There is evidence that in Ugaritic religion Didanu was regarded as a deity. A text dealing with the veneration of deceased ancestors, RS 34.126, mentions Didanu. Dennis Pardee identifies it as the only Ugaritic text of indisputably funerary character. Most likely it describes the preparations for a ceremony centered on the second to last king of Ugarit, Niqmaddu III. It refers to the "assembly of Didānu", which is invoked to observe the funeral of the deceased king and to receive offerings. While multiple kings are named in this text, the majority of them are not historical figures.

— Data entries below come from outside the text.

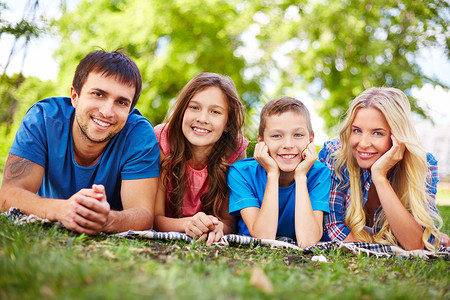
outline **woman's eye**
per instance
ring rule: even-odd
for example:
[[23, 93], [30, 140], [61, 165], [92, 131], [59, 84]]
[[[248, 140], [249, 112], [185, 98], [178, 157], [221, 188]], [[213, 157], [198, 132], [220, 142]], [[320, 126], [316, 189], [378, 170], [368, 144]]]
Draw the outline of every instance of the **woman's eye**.
[[302, 136], [303, 136], [303, 134], [301, 134], [301, 133], [294, 134], [294, 137], [297, 137], [297, 138], [302, 137]]

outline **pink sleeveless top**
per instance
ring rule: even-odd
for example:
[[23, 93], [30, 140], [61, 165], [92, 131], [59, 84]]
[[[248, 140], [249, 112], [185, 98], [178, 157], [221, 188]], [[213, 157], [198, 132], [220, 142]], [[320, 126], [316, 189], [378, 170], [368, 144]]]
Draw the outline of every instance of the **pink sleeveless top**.
[[[156, 138], [159, 142], [159, 147], [161, 148], [164, 155], [170, 154], [169, 141], [167, 138], [167, 127], [166, 124], [159, 124], [155, 127]], [[239, 155], [241, 155], [248, 145], [248, 140], [242, 137], [242, 143], [238, 149], [228, 157], [227, 161], [233, 163]], [[188, 163], [186, 163], [186, 173], [188, 178], [186, 178], [186, 185], [184, 191], [183, 207], [182, 212], [184, 216], [190, 217], [196, 213], [202, 211], [202, 202], [200, 197], [208, 189], [208, 168], [205, 166], [201, 170], [193, 169]], [[166, 216], [171, 217], [172, 212], [168, 207], [169, 195], [172, 190], [172, 184], [168, 182], [166, 191]]]

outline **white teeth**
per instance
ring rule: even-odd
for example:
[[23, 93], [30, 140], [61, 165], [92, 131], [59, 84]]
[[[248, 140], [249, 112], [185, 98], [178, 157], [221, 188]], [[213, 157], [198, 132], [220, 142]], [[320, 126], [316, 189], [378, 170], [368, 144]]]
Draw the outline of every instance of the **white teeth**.
[[194, 131], [197, 131], [197, 132], [200, 132], [200, 133], [208, 133], [209, 132], [209, 130], [206, 130], [206, 129], [200, 129], [200, 128], [197, 128], [197, 127], [193, 127], [192, 128]]
[[97, 120], [97, 119], [92, 119], [95, 123], [97, 123], [98, 125], [100, 125], [100, 126], [103, 126], [103, 127], [107, 127], [107, 126], [110, 126], [110, 124], [109, 123], [106, 123], [106, 122], [103, 122], [103, 121], [100, 121], [100, 120]]
[[283, 158], [287, 158], [287, 159], [291, 159], [294, 158], [295, 155], [294, 154], [290, 154], [290, 155], [281, 155]]
[[371, 155], [373, 155], [372, 153], [364, 153], [364, 152], [360, 152], [359, 154], [361, 156], [371, 156]]

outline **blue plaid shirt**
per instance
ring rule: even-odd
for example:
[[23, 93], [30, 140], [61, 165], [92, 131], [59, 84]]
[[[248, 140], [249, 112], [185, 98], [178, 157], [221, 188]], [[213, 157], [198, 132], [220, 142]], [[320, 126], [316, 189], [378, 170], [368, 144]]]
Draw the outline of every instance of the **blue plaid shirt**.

They are identified as rapa’ūma, presumably ancestors of the royal family, and they are said to belong to Didanu's clan. Jordi Vidal argues that Didanu cannot be interpreted as a king in this context, but only as the eponym of the clan. Didanu additionally appears in a passage repeated twice in the Epic of Kirta, where the eponymous ruler is also said to be a member of the same clan as him. According to Pardee, this indicates that Kirta was apparently understood as a figure less ancient than him, despite also belonging to the sphere of myth. In another Ugaritic text, RS 24.272, a deity addressed as the "lord of the great gods" (ʾadn ʾilm rbm) visits Didanu to ask him about the health of a child. Presumably the last of these figures is also to be interpreted as a deity, but the instructions issued by Didanu in response served as a model for rituals meant to be performed to help human children.

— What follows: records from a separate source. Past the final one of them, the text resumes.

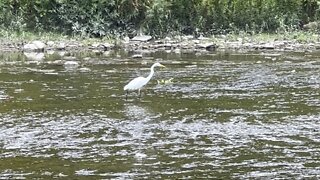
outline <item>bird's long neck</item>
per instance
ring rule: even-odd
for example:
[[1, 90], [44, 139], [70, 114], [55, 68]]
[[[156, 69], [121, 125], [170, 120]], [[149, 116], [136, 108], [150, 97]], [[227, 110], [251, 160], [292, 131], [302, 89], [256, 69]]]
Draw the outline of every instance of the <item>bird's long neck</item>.
[[154, 65], [151, 66], [151, 68], [150, 68], [150, 74], [147, 77], [148, 81], [150, 81], [150, 79], [152, 78], [153, 74], [154, 74]]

Both variants of Didanu's name also occur as a component of Ugaritic given names.

One text Ugarit (RS 24.248) reports a ritual offering for the temple of Ditänu.

==Other attestations==
In the Hebrew Bible Dedan, a cognate of Didanu, appears as an ordinary given name in Numbers 16:1, Deuteronomy 11:6 and Psalm 106:17.

It has been suggested that the name of the ancient city Dadan or Dadan, located in the northern part of the Arabian Peninsula in the oasis Al-'Ula and attested in an inscription of Nabonidus (^{uru}Da-da-nu), was derived from the same root as the name of Didanu. However, this connection is considered uncertain by Gianni Marchesi.

Mary R. Bachvarova argues that the name of the Titans from Greek mythology was derived from Didanu. However, according to Ian Rutherford the phonetic similarity might be accidental, and it is difficult to explain how the name of a singular legendary ancestor would be generalized into a term referring to a group of ancestral deities.